Creating a dynamic state machine with C# and NHibernate, Part 2: Adding business rules.

This the second part of a series started in an earlier post; Creating a dynamic state machine with C# and NHibernate 

In my first post I showed you how to create a state machine, attach it to an entity and then save it using NHibernate. In this post we’ll extend the state machine with the capability of adding business rules that must be fulfilled to allow transitions. These rules will be dynamically added to each state and persisted to the database using NHibernate.

 

Extend the model with business rules using strategy pattern

The first step will be to use an implementation of the Strategy Pattern to ensure that our business rules engine is open for extension (thus following the open-closed principle). First we’ll define an interface to use for our business rules, listing 1 shows the definition;

 

public interface IRule
{
    bool IsMetBy(Template entity, State state);
}

listing 1, the IRule interface

The IsMetBy method accepts the entity that the state is attached to which we’ll be using as data for our rules later. Next we add a list of business rules to the state class;

 

public class State
{
    ...

    private IList<IRule> _transitionRules = new List<IRule>();
    public virtual IList<IRule> TransitionRules
    {
        get { return _transitionRules; }
        set { _transitionRules = value; }
    }

    public virtual bool HasAllTransitionRulesMetBy(Template entity)
    {
        var transitionIsAllowed = true;
        foreach (var rule in TransitionRules)
            transitionIsAllowed &= rule.IsMetBy(entity, this);

        return transitionIsAllowed;
    }
}

listing 2, list of rules on the state class

With this addition every state now holds a list of rules that need to be fulfilled before the state accept being changed into it.
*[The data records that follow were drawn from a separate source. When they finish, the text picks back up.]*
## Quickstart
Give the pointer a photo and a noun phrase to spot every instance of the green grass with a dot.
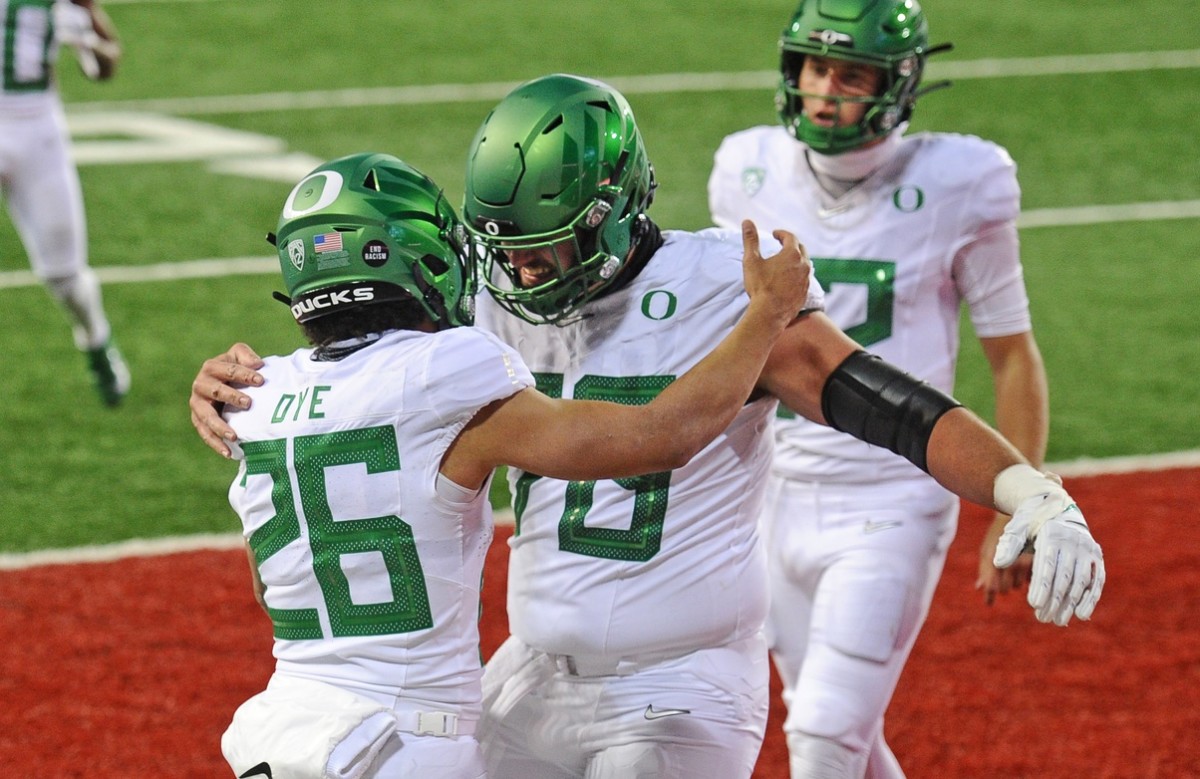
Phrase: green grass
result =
(1113, 304)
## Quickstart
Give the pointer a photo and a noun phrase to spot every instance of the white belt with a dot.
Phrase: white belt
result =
(435, 724)
(586, 665)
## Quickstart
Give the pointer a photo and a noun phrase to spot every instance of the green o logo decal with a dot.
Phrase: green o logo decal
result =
(909, 198)
(659, 305)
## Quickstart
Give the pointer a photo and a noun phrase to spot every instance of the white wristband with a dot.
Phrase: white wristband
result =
(1017, 484)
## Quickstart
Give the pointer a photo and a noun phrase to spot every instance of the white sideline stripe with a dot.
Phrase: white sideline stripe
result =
(145, 547)
(205, 541)
(261, 265)
(660, 83)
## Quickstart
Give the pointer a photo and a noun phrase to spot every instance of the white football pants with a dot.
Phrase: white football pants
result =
(695, 717)
(852, 571)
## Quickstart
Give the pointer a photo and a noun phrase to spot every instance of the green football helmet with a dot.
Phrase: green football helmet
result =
(558, 162)
(370, 228)
(891, 35)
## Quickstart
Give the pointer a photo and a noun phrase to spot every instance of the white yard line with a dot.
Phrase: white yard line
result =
(659, 83)
(262, 265)
(204, 541)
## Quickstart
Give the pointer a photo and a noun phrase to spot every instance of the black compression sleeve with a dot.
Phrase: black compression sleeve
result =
(877, 402)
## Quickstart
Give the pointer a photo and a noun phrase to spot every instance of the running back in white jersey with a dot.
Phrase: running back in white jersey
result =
(888, 253)
(372, 576)
(660, 563)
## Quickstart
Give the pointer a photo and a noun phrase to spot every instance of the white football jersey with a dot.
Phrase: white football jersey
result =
(894, 256)
(372, 575)
(661, 563)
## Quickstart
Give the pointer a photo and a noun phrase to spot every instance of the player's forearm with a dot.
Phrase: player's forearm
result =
(966, 455)
(1023, 406)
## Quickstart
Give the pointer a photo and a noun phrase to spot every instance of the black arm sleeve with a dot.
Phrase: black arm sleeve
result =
(877, 402)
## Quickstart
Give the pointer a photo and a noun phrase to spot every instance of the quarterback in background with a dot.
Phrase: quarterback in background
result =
(903, 231)
(39, 181)
(636, 605)
(365, 460)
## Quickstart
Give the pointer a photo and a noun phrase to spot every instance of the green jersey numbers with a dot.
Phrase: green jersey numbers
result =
(334, 537)
(643, 538)
(877, 277)
(28, 37)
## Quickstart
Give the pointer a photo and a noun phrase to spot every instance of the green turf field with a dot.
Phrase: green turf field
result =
(226, 102)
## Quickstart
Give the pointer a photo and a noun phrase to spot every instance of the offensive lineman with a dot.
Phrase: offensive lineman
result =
(636, 605)
(365, 463)
(904, 229)
(39, 180)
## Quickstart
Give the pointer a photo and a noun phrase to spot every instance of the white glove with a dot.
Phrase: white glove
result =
(1068, 565)
(73, 25)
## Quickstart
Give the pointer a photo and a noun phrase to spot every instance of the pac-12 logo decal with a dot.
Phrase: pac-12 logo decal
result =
(295, 251)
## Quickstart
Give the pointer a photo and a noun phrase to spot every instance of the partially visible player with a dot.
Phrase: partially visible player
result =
(903, 231)
(39, 181)
(365, 463)
(636, 605)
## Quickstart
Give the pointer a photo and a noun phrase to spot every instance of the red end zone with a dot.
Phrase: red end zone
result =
(133, 667)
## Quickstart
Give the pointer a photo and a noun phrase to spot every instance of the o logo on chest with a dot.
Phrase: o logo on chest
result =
(909, 198)
(659, 305)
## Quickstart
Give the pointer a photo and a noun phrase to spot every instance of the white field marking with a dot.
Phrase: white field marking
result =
(138, 137)
(203, 541)
(1103, 214)
(661, 83)
(261, 265)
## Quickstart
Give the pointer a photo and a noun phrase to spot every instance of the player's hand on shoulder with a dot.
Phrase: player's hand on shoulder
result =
(216, 385)
(780, 281)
We’ve added a method that runs through all the business rules for the state and validate that all of them are met. This a call to HasAllTransitionRulesMetBy is added to the templates ChangeStateTo method;

public void ChangeStateTo(State newState)
{
    if (State.CanBeChangedTo(newState) && newState.HasAllTransitionRulesMetBy(this))
        State = newState;
    else
        throw new InvalidStateTransitionException();
}

listing 3, changes to the ChangeState method

At this point changing state will run through the list of allowed transitions, functionality we added in the first part, and the list of rules to make sure the transition is allowed. We honor the open – closed principle by allowing rules to be added in a simple fashion, thus not relying on a lot of refactoring when rules change or get’s added.

Implementing a rule

To make this state machine meaningful we need to start creating business rules. For convenience I’ve added a base class Rule that implements some properties needed later but in essence it’s the same as our interface. First rule will ensure that an entity from the template has a ScheduledHours property with a minimum of time. Listing 4 shows our first rule,

 

public class IsScheduledForAtLeast : Rule
{
    public virtual int ScheduledHours { get; set; }

    protected IsScheduledForAtLeast() {}

    public IsScheduledForAtLeast(int scheduledHours)
    {
        this.ScheduledHours = scheduledHours;
    }

    public override bool IsMetBy(Template entity, State state)
    {
       if ( entity.ScheduledHours >= ScheduledHours && state == "Closed" )
           return true;

        return false;
    }
}

listing 4, an example rule

In a typical scenario these rules might be a bit more complex and in part three of this series we’ll look into rules that need more then just the entity state to get it’s work done. Figure 1 displays the model we’ve built so far;

image

Figure 1, our model so far

A test to validate this looks something like listing 5;

public static class States
{
    public static State ClosedState = new State("Closed")
    { TransitionRules = new List<IRule>
    { new MinimumAttendanceRule(8), new IsScheduledForAtLeast(4)} };

    public static State OnGoingState = new State("OnGoing");

    public static State OpenState = new State("Open")
    { AllowedTransitions = new List<State> { "Paused", ClosedState } };
}

[Test]
public void It_will_not_allow_state_transition_from_closed_to_open()
{
    var entity = new Entity(States.ClosedState);

    Assert.Throws(typeof(InvalidStateTransitionException),
        () => entity.ChangeStateTo(States.OpenState));
}

 

Using NHibernate to persist a template with state and business rules.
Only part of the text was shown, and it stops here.